Die Pfarrerin Astrid Riehle predigt ausgesprochen gern auf dem Birkenkopf. Für die Theologin und passionierte Wanderin sind Gottesdienste auf dem Stuttgarter Monte Scherbelino besondere spirituelle Erlebnisse.

Stuttgart - Der Weg ist das Ziel, und dieser Weg ist ein schöner. Munteren Schrittes spaziert Astrid Riehle den Pfad hinauf, der sich sanft in einer Spirale zum Birkenkopf hinaufschlängelt. Erst führt er durch den Wald, aber je höher man kommt, desto mehr lichtet sich das Blätterdach. Gezwitscher durchbricht das monotone Rauschen des Morgenverkehrs. „Es hat etwas von pilgern, es ist ein Anmarsch“, sagt die Pfarrerin.

 

Auf halber Höhe weiten sich die Bäume fürs erste Oha und den ersten Ausblick Richtung Vaihingen. Da geht noch was. Astrid Riehle zelebriert diesen Aufstieg. „Besonders schön ist der Sonntagszug mit der Gemeinde. Es ist schön zu merken, wie die Leute erwartungsvoll hochgehen.“

Seit März ist die 59-Jährige als Pfarrerin für die evangelische Paul-Gerhardt-Gemeinde im Westen zuständig. Zuvor war sie jahrelang als Referentin beim Stadtdekanat, wieder davor bildete sie am Pfarrseminar der Landeskirche Vikare aus. Die noch frische Stelle fühlt sich gut an, wie sie sagt, „letztlich schlägt mein Herz als Gemeindepfarrerin“. Dabei predigt sie nicht nur in der Kirche, sondern auch auf dem Birkenkopf.

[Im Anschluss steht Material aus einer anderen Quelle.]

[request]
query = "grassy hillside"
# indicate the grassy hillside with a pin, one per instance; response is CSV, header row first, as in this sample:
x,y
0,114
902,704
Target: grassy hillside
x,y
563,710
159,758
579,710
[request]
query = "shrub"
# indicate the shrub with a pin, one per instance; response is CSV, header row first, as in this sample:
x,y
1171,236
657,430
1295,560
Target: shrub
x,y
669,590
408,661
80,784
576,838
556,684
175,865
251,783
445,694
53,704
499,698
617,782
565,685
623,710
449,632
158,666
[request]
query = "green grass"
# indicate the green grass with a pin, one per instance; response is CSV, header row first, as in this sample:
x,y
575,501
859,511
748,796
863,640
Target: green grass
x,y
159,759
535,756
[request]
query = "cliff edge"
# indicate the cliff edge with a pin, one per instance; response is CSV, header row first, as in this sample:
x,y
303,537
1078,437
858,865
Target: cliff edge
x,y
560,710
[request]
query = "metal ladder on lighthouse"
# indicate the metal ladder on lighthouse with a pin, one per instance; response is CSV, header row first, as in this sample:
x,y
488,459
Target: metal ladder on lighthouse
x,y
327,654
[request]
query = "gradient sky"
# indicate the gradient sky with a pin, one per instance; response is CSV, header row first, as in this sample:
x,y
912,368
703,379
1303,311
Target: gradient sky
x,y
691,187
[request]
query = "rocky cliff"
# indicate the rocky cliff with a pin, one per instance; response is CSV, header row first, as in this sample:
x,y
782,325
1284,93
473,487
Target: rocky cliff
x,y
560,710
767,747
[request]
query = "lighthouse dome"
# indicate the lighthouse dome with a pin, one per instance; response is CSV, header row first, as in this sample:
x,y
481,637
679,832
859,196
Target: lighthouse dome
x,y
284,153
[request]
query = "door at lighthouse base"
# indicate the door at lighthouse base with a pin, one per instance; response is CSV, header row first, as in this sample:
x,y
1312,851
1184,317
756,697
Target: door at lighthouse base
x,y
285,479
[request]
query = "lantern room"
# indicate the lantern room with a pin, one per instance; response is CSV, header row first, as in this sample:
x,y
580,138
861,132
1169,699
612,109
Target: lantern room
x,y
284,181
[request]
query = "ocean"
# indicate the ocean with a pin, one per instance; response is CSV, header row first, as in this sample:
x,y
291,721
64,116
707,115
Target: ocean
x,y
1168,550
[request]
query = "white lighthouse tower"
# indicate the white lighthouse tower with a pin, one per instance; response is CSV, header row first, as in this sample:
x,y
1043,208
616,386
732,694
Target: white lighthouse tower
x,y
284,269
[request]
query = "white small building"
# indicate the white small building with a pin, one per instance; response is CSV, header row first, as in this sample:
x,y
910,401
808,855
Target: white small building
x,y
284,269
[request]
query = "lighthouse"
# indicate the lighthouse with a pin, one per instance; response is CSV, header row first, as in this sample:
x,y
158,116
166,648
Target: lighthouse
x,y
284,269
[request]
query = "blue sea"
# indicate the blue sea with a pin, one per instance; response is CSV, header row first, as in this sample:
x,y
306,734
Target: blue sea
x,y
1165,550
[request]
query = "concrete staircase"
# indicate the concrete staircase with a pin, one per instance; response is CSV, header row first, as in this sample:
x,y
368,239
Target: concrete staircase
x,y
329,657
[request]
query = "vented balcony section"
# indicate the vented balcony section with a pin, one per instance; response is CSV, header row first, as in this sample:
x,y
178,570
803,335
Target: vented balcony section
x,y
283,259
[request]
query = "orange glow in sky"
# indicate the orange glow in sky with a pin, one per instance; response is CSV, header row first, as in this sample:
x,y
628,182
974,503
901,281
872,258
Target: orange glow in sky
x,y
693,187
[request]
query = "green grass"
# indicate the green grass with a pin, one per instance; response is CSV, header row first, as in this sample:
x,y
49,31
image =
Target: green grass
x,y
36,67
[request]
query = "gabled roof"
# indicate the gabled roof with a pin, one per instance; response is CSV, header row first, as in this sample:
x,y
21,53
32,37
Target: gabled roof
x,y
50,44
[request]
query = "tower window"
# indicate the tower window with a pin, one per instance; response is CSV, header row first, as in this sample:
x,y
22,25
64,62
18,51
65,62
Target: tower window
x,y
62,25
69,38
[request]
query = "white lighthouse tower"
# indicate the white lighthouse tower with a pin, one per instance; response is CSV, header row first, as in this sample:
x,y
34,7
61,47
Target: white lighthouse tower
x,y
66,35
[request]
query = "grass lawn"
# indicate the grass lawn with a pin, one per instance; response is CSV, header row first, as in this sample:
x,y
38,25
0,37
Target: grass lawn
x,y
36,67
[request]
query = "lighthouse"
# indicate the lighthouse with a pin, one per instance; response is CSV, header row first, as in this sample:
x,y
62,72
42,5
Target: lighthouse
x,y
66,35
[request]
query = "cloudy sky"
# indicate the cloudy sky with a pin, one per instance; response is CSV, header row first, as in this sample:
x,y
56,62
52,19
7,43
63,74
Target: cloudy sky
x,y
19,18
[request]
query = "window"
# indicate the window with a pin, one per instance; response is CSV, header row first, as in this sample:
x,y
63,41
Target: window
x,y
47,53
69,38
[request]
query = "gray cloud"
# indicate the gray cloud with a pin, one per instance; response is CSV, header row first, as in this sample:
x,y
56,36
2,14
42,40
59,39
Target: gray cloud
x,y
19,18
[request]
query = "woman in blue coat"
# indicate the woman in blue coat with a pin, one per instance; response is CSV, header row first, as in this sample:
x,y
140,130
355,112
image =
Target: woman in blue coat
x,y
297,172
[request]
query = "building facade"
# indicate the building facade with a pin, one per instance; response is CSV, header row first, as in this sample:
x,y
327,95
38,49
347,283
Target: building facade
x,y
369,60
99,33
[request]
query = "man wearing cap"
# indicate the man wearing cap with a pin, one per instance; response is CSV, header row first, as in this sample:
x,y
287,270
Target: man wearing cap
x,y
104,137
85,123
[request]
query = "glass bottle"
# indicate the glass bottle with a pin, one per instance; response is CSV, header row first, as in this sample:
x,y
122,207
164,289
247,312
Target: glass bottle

Begeistert vom irdischen Ausblick

Die Gottesdienste auf dem mit 511 Metern höchsten Punkt des inneren Stadtgebiets sind für sie etwas Besonderes. „Ich glaube, der weite, offene Himmel spielt eine Rolle. Man ist dem Himmel näher.“ Nicht nur für Astrid Riehle sind die Open-Air-Andachten erhebend. Im Schatten des haushohen Metallkreuzes, das die evangelische Gesamtkirchengemeinde im Jahr 2003 aufstellen ließ, beten längst nicht nur Christen aus dem Westen, sondern auch aus umliegenden Bezirken und Kommunen. Am Ostersonntag haben die 300 Liedblätter nicht gereicht.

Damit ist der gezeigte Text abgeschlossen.